まるで牙をむき出しにした獣を前にしているようで、思わずたじろいでしまう。


だけど蕪早虎鉄から発せられる威圧的な空気が、急にふっとゆるんだ。


「俺、そんなに怖くないっすよ」


――あ。笑うとけっこう可愛いかも。


だけど気は許さない。


「ほんと、やさしーほうっすよ」


そんな自己申告されたって気は許してやらない。


差し出した右手に戻ってきた携帯を感じ悪く受け取ったのは、そんな気持ちを伝えるためだった。

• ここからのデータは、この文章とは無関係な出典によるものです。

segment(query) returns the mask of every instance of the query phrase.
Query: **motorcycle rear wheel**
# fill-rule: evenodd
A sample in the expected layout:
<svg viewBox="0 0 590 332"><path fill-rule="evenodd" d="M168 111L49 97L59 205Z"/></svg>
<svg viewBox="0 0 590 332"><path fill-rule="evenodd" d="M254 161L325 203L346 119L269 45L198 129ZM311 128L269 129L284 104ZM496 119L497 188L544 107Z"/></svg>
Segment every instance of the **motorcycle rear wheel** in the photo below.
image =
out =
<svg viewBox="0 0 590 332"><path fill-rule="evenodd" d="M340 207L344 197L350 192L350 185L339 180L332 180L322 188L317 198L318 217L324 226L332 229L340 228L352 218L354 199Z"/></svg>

でも蕪早虎鉄はちょっと目を丸くさせるだけでまた微笑むから、つい「何よ」と口にしてしまった。


「いや? 怖がられてるわけじゃねぇのかなーと」

「怖いとかの前に、腹立つよね。私、痴漢と不良と嘘つきがこの世でとくに嫌いなの」

「ふーん」

「……」


ふーーーん!? ふーんって何!?


「言っておくけど痴漢はアイツで、不良のカテゴリーにはあなたが入ってるんだからね!?」

「バカバクのことはどーでもいいけど、俺のことは見た目で判断してないっすか」


うぐっと言い淀めば、さらに「俺ヤンキーじゃないんすけど」と畳みかけられる。


その見た目でヤンキーじゃないとか冗談キツイんすけど!


なんて反撃は心の中にとどめておく。